Sofia Gubaidulina’s Offertorium – a violin concerto in all but name, composed for Gidon Kremer in 1980 – muses upon the subject of donation and sacrifice, taking the enigmatic theme of J. S. Bach’s The Musical Offering as its basic building block. It quotes Webern’s re-composition of it in klangfarbenmelodie form (from his transcription of the ‘Ricercar a 6’) before then dissecting and developing its several components. In doing so through the medium of a concertante work, it surely also recalls Berg’s Violin Concerto with its use of Bach’s chorale ‘Es ist genug’ (It is enough) as the means to its spiritual and emotional consummation.
Sergej Krylov’s violent attack upon the appearance and development of Bach’s theme resembled a desperate struggle to fight off an evil force – certainly a contrast to the comparatively more elegiac approach of Kremer’s recording with the Boston Symphony Orchestra. Tõnu Kaljuste matched Krylov with an agitated performance of the orchestral episodes in the first two movements – fluttering winds and trumpets sounding like sirens, and tremolo passages in the strings sounding deliberately unsettled. However conductor and violinist held firm control over their rendition of the score and its wider emotional purpose, as Krylov maintained a consistently focused and sonorous tone (never itself harsh), and a clear dialogue with the LPO. Kaljuste also ensured an urgent pace to the music’s development, and an impressively synchronised execution of the screaming glissandos passed among the strings at one point, towards the end of the first movement, like an acrimonious conversation, adding to the sense of upheaval. With the emergence of a melody resembling an Orthodox hymn in the finale, like a memory rising up to assert itself in noble and resilient protest at the foregoing maelstrom of violence and nihilism, Krylov played with a still greater richness of tone without sounding sentimental or affected. The development of the hymn and the resolution of the Bach theme came then as the satisfying, redemptive conclusion in this ably navigated performance. It was all the more touching that Gubaidulina herself was present to take a bow.

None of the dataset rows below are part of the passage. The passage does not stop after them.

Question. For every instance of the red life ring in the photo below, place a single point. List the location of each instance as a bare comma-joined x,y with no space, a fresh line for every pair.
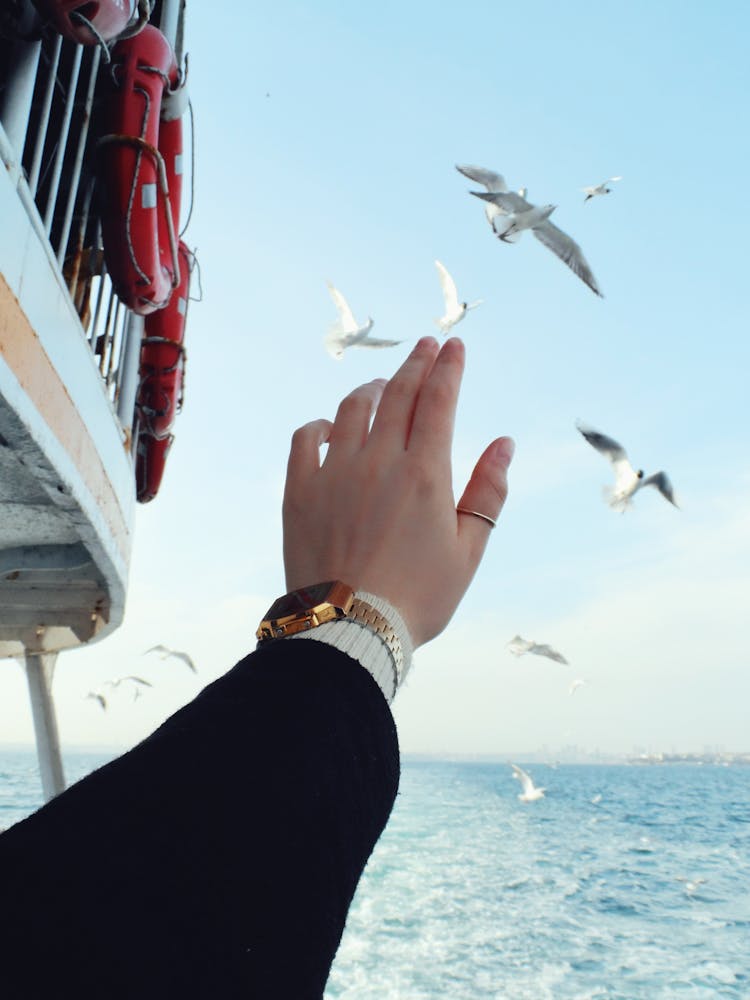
139,171
162,367
162,371
150,459
75,19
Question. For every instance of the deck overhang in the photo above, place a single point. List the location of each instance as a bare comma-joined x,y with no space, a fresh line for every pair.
66,476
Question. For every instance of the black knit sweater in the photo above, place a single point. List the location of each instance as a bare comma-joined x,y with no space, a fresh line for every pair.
218,858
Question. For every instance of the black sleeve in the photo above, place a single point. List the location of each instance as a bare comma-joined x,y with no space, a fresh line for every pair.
218,858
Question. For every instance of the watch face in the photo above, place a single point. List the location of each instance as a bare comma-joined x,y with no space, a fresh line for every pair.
299,600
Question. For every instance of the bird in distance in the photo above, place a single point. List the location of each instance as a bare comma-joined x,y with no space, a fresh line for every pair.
520,215
627,480
347,332
529,792
597,189
166,652
519,646
454,310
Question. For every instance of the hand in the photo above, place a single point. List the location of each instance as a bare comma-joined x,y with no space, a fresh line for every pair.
379,513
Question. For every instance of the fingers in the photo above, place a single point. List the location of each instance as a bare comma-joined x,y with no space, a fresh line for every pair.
432,426
392,422
304,454
352,423
485,493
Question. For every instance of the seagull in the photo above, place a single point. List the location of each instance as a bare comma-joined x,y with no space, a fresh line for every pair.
166,652
691,884
454,310
98,696
595,189
519,214
627,480
519,646
137,680
530,792
347,332
495,184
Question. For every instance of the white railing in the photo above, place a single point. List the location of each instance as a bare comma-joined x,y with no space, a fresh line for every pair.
46,105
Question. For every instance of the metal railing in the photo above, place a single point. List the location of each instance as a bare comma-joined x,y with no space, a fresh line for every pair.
48,91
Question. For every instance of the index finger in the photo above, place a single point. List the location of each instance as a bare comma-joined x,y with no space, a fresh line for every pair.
432,426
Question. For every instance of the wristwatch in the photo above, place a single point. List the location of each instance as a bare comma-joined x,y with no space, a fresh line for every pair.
305,608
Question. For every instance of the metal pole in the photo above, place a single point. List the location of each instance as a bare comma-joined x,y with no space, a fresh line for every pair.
128,375
36,163
39,670
169,20
16,103
62,142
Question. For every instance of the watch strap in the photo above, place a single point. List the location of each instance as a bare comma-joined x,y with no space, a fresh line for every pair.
376,636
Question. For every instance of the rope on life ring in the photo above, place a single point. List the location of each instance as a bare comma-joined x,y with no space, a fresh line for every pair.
139,172
145,147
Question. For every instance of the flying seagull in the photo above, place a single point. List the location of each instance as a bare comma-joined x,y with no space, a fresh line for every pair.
454,310
347,332
98,697
627,480
520,215
166,652
529,793
131,677
596,189
519,646
495,184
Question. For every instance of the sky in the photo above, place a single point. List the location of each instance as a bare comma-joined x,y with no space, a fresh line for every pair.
326,139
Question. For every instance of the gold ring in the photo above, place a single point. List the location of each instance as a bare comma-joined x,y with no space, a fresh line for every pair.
475,513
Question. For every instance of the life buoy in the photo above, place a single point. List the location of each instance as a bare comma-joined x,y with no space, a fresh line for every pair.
140,171
162,371
88,23
162,364
150,459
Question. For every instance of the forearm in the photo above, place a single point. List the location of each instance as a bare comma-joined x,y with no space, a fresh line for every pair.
219,857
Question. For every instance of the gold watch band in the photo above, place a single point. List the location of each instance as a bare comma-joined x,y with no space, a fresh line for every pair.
364,614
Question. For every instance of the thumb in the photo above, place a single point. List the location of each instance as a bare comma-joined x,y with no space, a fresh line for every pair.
485,494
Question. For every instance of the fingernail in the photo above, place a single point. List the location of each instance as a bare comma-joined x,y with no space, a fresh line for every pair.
503,450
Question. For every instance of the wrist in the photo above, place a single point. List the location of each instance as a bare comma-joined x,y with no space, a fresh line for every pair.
375,634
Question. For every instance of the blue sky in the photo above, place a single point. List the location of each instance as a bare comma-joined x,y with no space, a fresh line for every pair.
345,172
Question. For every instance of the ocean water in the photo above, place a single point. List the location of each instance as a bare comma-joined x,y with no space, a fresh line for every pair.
623,882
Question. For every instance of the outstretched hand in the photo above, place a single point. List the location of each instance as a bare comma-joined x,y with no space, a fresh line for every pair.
379,512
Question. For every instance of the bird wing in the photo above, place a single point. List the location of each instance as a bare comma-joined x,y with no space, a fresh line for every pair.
509,201
491,180
661,481
526,783
606,445
549,652
567,250
348,322
448,285
519,646
377,342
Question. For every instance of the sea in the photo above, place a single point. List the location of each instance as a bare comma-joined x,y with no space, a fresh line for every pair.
627,882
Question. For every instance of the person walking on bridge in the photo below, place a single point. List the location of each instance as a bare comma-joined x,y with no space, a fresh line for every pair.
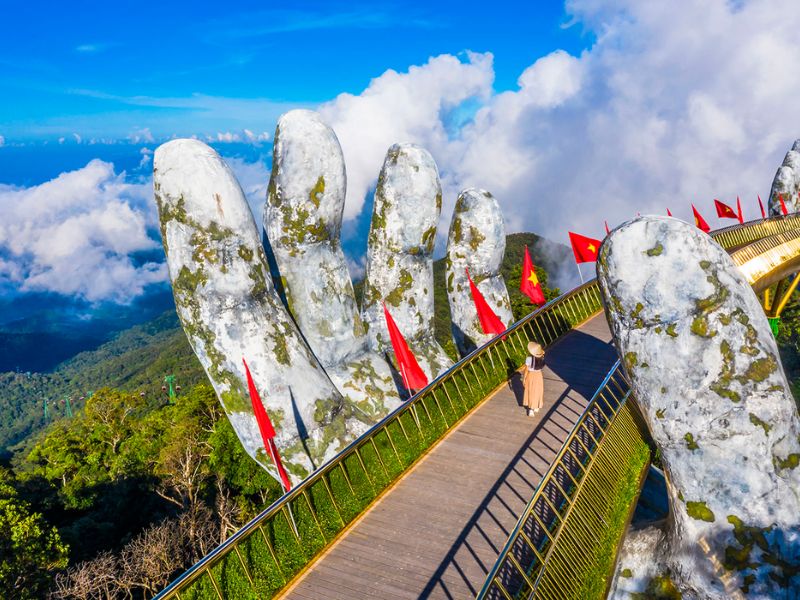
533,380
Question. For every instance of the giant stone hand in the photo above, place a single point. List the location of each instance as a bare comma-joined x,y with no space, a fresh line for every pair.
476,242
786,184
324,370
706,373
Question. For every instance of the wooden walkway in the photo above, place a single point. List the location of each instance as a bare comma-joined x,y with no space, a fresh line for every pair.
440,529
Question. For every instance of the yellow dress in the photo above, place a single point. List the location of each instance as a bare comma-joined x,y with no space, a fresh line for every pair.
534,385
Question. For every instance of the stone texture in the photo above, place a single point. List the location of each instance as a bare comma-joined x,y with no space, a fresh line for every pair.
786,183
229,310
408,201
477,241
707,374
302,221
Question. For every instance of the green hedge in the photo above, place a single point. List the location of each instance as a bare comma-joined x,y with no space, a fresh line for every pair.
258,562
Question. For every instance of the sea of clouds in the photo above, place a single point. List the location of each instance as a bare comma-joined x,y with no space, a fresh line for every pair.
672,104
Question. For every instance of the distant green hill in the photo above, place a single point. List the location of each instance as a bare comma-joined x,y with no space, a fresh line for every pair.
138,358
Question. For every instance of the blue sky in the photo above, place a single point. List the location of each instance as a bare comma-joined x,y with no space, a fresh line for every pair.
571,114
109,70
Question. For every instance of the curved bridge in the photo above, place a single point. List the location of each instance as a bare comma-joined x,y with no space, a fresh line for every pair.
457,493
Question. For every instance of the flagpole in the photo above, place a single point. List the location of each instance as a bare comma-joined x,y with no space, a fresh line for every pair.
578,266
405,383
273,449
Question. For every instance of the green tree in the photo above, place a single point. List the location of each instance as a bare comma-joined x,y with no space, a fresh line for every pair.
30,549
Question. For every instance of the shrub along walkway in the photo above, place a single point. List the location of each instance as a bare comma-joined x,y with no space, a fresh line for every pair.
439,530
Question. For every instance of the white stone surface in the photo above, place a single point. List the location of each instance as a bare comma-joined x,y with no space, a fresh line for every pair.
302,220
786,183
476,241
230,310
408,201
706,372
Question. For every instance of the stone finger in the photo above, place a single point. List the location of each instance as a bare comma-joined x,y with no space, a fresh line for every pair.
477,241
302,223
705,370
229,310
786,184
408,201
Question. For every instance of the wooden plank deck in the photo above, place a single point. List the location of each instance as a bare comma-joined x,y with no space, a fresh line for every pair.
437,533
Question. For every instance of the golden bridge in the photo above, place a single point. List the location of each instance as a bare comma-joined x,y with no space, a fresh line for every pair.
456,494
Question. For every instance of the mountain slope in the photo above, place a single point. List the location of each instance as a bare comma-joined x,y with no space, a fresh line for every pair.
139,358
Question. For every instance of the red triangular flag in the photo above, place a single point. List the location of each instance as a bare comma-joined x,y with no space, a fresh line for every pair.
724,211
413,376
585,249
490,322
266,428
529,283
699,221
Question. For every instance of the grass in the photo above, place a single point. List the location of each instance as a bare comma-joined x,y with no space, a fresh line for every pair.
266,559
604,552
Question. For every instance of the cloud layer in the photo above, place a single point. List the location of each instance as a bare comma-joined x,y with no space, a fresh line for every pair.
85,234
666,108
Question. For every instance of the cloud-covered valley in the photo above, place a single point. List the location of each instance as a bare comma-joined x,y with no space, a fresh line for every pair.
668,105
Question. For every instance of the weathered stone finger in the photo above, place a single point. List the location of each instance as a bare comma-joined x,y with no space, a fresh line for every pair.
229,310
302,221
477,241
705,370
408,201
786,183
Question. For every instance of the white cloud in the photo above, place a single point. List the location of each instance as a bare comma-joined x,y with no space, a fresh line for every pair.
255,138
147,157
139,136
253,177
77,235
666,108
402,107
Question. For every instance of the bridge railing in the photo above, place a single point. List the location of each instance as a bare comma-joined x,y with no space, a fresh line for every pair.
739,235
269,551
564,544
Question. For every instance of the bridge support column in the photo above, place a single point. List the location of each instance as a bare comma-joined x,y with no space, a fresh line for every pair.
782,295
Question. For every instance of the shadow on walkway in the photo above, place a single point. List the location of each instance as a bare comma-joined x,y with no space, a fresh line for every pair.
581,361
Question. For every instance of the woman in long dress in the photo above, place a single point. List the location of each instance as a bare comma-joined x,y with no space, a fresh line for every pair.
533,381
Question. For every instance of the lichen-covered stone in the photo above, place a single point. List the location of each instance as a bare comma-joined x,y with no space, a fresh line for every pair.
732,482
229,310
786,183
302,221
408,201
477,241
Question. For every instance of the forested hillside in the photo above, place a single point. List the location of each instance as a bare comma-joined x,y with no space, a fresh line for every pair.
131,489
138,359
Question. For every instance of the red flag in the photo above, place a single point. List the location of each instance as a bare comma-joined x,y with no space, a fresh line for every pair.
414,377
783,205
724,211
266,428
699,221
585,249
529,283
490,322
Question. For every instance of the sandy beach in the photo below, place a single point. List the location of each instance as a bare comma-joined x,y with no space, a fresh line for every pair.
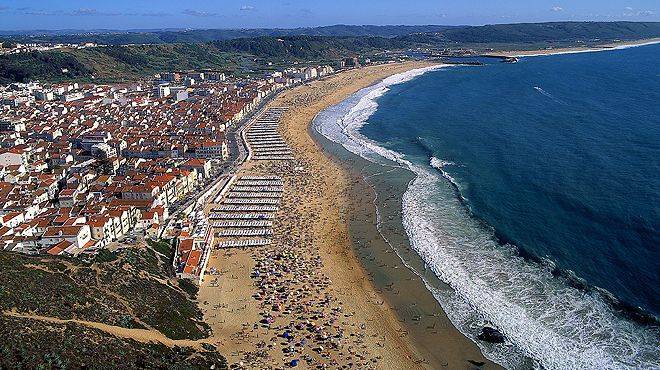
307,298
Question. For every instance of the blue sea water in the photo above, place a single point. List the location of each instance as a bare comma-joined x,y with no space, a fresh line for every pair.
536,182
560,154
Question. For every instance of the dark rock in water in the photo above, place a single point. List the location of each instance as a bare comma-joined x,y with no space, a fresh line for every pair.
491,335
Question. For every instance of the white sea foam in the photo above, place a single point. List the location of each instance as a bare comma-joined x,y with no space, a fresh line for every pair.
543,318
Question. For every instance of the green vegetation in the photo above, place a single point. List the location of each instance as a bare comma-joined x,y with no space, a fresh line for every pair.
163,247
303,48
32,344
54,66
250,51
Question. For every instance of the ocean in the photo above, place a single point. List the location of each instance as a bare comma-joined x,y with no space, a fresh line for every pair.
535,198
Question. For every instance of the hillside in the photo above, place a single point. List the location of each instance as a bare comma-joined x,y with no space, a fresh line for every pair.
220,49
120,63
206,35
70,313
115,63
520,32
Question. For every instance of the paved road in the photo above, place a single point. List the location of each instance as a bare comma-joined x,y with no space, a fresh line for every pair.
237,155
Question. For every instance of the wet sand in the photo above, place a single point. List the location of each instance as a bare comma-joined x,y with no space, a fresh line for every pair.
586,49
329,292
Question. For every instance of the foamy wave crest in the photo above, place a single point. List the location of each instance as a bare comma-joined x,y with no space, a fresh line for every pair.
580,51
542,317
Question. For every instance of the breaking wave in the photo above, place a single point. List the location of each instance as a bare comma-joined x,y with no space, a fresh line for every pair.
543,317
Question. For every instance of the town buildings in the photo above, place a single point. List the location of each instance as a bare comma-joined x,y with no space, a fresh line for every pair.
85,166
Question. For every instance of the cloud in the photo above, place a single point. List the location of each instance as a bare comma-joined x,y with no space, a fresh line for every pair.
198,13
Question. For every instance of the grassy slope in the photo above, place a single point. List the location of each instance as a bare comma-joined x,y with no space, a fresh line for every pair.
129,289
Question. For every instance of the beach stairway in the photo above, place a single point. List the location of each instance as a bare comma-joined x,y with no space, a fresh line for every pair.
243,217
263,139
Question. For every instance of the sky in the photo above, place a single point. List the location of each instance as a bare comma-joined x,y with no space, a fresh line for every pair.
152,14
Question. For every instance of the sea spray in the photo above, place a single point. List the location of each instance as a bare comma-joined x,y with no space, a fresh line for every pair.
542,316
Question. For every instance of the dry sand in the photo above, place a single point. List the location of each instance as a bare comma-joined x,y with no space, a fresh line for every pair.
306,297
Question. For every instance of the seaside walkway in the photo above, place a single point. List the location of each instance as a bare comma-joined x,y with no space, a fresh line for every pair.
264,141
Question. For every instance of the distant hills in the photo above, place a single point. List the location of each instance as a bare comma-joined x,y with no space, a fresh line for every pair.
252,50
519,32
109,37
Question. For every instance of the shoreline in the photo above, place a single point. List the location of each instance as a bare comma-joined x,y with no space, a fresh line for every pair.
355,120
319,212
577,50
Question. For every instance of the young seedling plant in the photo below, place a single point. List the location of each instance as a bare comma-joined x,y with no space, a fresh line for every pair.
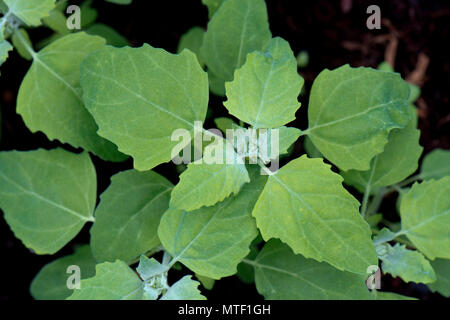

Arvo Pärt’s Magnificat (1989) and Cantus in memoriam Benjamin Britten (1977) were taken as a pair, the tolling bell of the latter striking up almost immediately after the final strain of the former. The London Philharmonic Choir sang the canticle with quiet devotion, but was rather tentative. Admittedly, the deadening acoustic of a full concert hall did not help, or the imprecise intonation of chords (and even of unison notes) at the beginning of phrases, but the performance was somewhat stodgy and redolent of an indifferently performed service of Anglican evensong rather than the haunting mysticism of Pärt’s “holy minimalism” style. The Cantus was earthy and grey in effect, rather than radiating an icily crisp ambience, but arguably this better suited its indeterminate A minor. Kaljuste extracted a rhythmical, drooping lilt to the descending scales, but overall the rendition seemed stiff, the final sustained chord sombre and tragic rather than searing.
Choir and orchestra were more-supple in the Berlin Mass (1990). Certainly the singers responded better to the flashes of brighter, major tonalities in the ‘Gloria’, the choppy snatches of melody in the ‘Credo’ and the rhythmic oscillations in the interpolated sequence ‘Veni Sancte Spiritus’, although there were further intonation problems at the beginning of phrases, whilst the plainsong sections of the two ‘Alleluia’ movements lacked mystery. But the mellow tone of the solo soprano singing at a low pitch in the ‘Kyrie’ called to mind those occasions in Vaughan Williams’s music where a solo viola rhapsodises. In such ways this performance of the Berlin Mass evoked a private, if hopeful, religious experience.